I know the sql syntax is correct because I can enter it directly and it works.
$kidID = $_POST['remkid'];
$kname = mysqli_fetch_assoc($conn, SELECT name FROM kids WHERE id=`$kidID`);
$name = $kname['name'];
if(isset($_POST['remkid'])) {
mysqli_query($conn, DELETE FROM kids WHERE id=`$kidID`) or die ("Error: " . mysqli_error());
echo "$name was removed from the system.";
}
Here is an included file that houses $conn which I know also works correctly on the other 5 or 6 pages I have created.
<?php
$servername = "*";
$username = "*";
$password = "*";
$dbname = "*";
// Create connection
$conn = mysqli_connect($servername, $username, $password, $dbname);
// Check connection
if (!$conn) {
die("Connection failed: " . mysqli_connect_error());
}
?>
Any help is greatly appreciated.
To summarize the comments: You don't have a MySQL syntax error, you have a PHP syntax error. First, mysqli_query() expects the query to be a string value, which means that at some point it must be enclosed in quotes. That is to say,
mysqli_query($conn, DELETE FROM kids WHERE id=`$kidID`)
should be
mysqli_query($conn, "DELETE FROM kids WHERE id = $kidID")
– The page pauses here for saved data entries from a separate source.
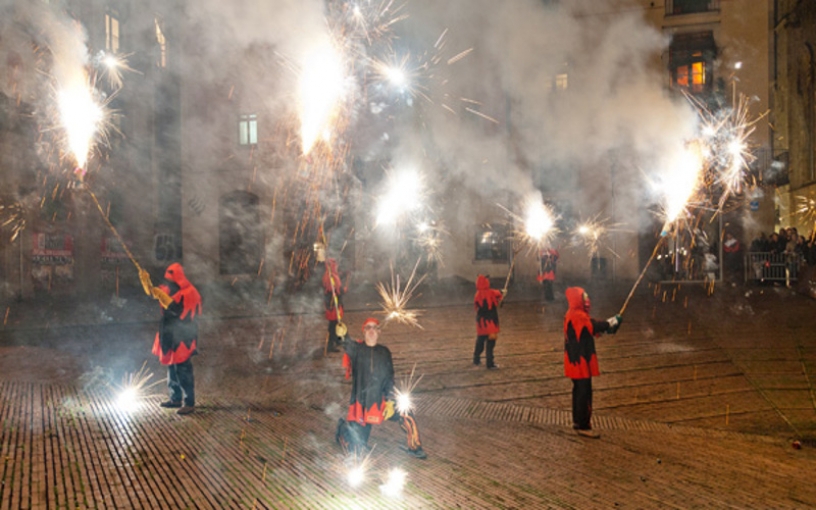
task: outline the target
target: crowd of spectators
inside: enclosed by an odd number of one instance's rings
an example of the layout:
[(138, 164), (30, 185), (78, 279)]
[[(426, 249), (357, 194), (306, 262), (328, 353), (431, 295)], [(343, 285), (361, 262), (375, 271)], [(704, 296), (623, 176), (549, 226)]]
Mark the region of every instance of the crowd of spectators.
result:
[(770, 236), (764, 232), (751, 241), (751, 252), (798, 255), (808, 265), (816, 265), (816, 242), (814, 236), (799, 235), (796, 227), (779, 229)]

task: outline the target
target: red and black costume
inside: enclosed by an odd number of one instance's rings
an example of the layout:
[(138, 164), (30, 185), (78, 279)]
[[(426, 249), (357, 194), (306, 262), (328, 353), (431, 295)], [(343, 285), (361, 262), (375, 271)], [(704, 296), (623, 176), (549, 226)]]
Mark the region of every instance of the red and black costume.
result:
[[(367, 319), (363, 328), (367, 324), (379, 325), (379, 321)], [(335, 439), (345, 448), (365, 448), (371, 435), (371, 425), (398, 420), (407, 436), (408, 451), (422, 452), (413, 413), (388, 416), (386, 412), (386, 403), (391, 401), (390, 405), (393, 406), (395, 399), (394, 363), (388, 347), (379, 344), (369, 347), (362, 341), (346, 336), (343, 348), (351, 360), (352, 388), (348, 413), (346, 419), (338, 423)], [(424, 458), (424, 453), (421, 456)]]
[(476, 277), (476, 295), (473, 297), (473, 308), (476, 310), (476, 348), (473, 350), (473, 364), (482, 362), (482, 351), (487, 347), (485, 361), (487, 368), (495, 368), (493, 349), (499, 337), (499, 303), (503, 294), (490, 288), (490, 278)]
[(329, 350), (336, 351), (342, 344), (336, 330), (337, 322), (343, 320), (343, 283), (340, 281), (340, 272), (334, 259), (326, 260), (326, 270), (323, 273), (323, 306), (326, 309), (326, 320), (329, 321)]
[(572, 379), (572, 426), (591, 430), (592, 377), (600, 375), (595, 336), (608, 331), (607, 321), (589, 316), (589, 296), (581, 287), (566, 290), (569, 309), (564, 316), (564, 375)]
[(198, 347), (198, 316), (201, 315), (201, 295), (184, 276), (181, 264), (171, 264), (164, 273), (166, 282), (159, 285), (172, 301), (162, 309), (159, 331), (153, 342), (153, 354), (167, 365), (167, 386), (170, 401), (195, 405), (195, 380), (191, 356)]
[(553, 284), (555, 283), (555, 269), (558, 263), (558, 250), (544, 248), (539, 253), (538, 283), (541, 284), (544, 301), (553, 301)]

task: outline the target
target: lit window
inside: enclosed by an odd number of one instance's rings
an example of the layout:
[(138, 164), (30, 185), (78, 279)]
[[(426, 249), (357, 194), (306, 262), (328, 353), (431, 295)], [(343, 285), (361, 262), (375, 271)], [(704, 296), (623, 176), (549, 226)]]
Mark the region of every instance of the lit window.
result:
[(476, 260), (509, 262), (505, 225), (480, 225), (476, 228)]
[(162, 32), (159, 18), (155, 18), (153, 21), (156, 25), (156, 42), (159, 44), (159, 58), (156, 61), (156, 65), (159, 67), (167, 67), (167, 38), (164, 37), (164, 32)]
[(258, 116), (256, 114), (241, 115), (238, 120), (238, 143), (241, 145), (258, 144)]
[(567, 73), (555, 75), (555, 90), (567, 90), (569, 75)]
[(112, 14), (105, 14), (105, 49), (119, 53), (119, 19)]
[(710, 92), (716, 56), (711, 32), (675, 35), (669, 48), (672, 87), (692, 94)]

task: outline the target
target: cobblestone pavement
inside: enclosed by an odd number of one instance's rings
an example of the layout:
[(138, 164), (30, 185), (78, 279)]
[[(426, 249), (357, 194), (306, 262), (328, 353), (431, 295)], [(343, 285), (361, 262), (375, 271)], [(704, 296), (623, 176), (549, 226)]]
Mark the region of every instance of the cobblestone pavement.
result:
[[(606, 317), (628, 289), (590, 291), (593, 316)], [(134, 411), (116, 403), (116, 383), (144, 362), (151, 381), (164, 376), (149, 355), (155, 311), (12, 305), (0, 334), (0, 508), (816, 505), (816, 302), (774, 287), (644, 287), (619, 333), (598, 340), (593, 440), (569, 427), (564, 303), (542, 310), (511, 291), (501, 368), (487, 371), (470, 363), (469, 293), (426, 291), (424, 329), (383, 332), (398, 378), (421, 376), (429, 458), (401, 450), (396, 424), (375, 428), (357, 488), (333, 441), (350, 387), (339, 355), (324, 356), (311, 305), (210, 309), (187, 417), (158, 407), (162, 384)], [(347, 304), (352, 331), (377, 308), (372, 296)], [(394, 467), (408, 476), (400, 498), (379, 488)]]

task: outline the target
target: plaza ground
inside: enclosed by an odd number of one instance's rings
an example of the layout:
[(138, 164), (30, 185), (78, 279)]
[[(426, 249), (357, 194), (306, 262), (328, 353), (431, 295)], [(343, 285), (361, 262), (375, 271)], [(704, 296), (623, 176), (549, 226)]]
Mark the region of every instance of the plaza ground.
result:
[[(628, 286), (589, 287), (593, 316)], [(559, 297), (511, 289), (500, 369), (471, 364), (472, 288), (423, 289), (423, 329), (388, 325), (398, 380), (414, 371), (429, 457), (375, 428), (368, 478), (352, 488), (334, 443), (350, 385), (324, 355), (321, 300), (205, 293), (198, 411), (116, 405), (150, 356), (158, 312), (136, 294), (10, 303), (0, 335), (0, 508), (804, 508), (816, 506), (816, 301), (784, 287), (647, 285), (593, 380), (601, 439), (571, 429)], [(563, 294), (561, 294), (563, 295)], [(245, 297), (245, 296), (244, 296)], [(347, 299), (352, 332), (379, 308)], [(421, 379), (420, 379), (421, 376)], [(794, 441), (801, 445), (793, 447)], [(400, 498), (381, 493), (393, 467)]]

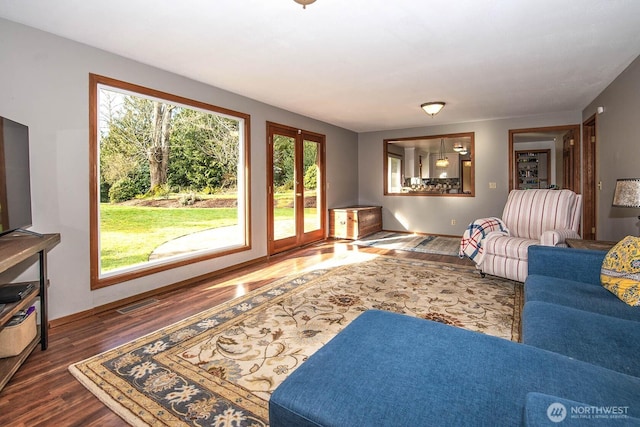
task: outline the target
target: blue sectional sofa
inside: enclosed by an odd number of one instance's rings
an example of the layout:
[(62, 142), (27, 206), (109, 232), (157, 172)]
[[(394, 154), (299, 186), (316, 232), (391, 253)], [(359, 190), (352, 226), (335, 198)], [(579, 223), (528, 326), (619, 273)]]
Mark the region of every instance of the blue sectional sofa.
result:
[(600, 285), (606, 252), (548, 249), (530, 251), (522, 342), (640, 377), (640, 307)]
[(640, 313), (604, 252), (529, 249), (523, 343), (371, 310), (273, 393), (284, 426), (640, 426)]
Depending on the type of kids.id you might have to say "...WHERE id = '" . $kidID . "'"); - note that $kidID is enclosed in straight quotes (''), not backticks (``).
Second, mysqli_fetch_assoc() doesn't take a query string at all. You need to pass it a mysqli_result object, as returned by mysqli_query() (which requires a quoted string argument):
$result = mysqli_query($conn, "SELECT name FROM kids WHERE id=$kidID");
$kname = mysqli_fetch_assoc($result);
That said, the other problem is that you are using a dynamic SQL query. something for which there is no excuse when prepared statements are available. Prepared statements close up what in your case is a gaping SQL injection hole (see How can I prevent SQL-injection in PHP?), as well as automagically handling all the necessary quoting, typing and escaping of variables.
For your SELECT the prepared-statement syntax would be
$sql = "SELECT name FROM kids WHERE id = ?"; // define the query
$stmt = mysqli_prepare($conn, $sql); // compile the query
mysqli_stmt_bind_param($stmt, 's', $kidID); // fill in the variables
$result = mysqli_stmt_execute($stmt); // perform the query
$kname = mysqli_fetch_assoc($result); // retrieve the result
$name = $kname['name'];
I have omitted any treatment of error handling, as I prefer to leave that as an exercise for the reader.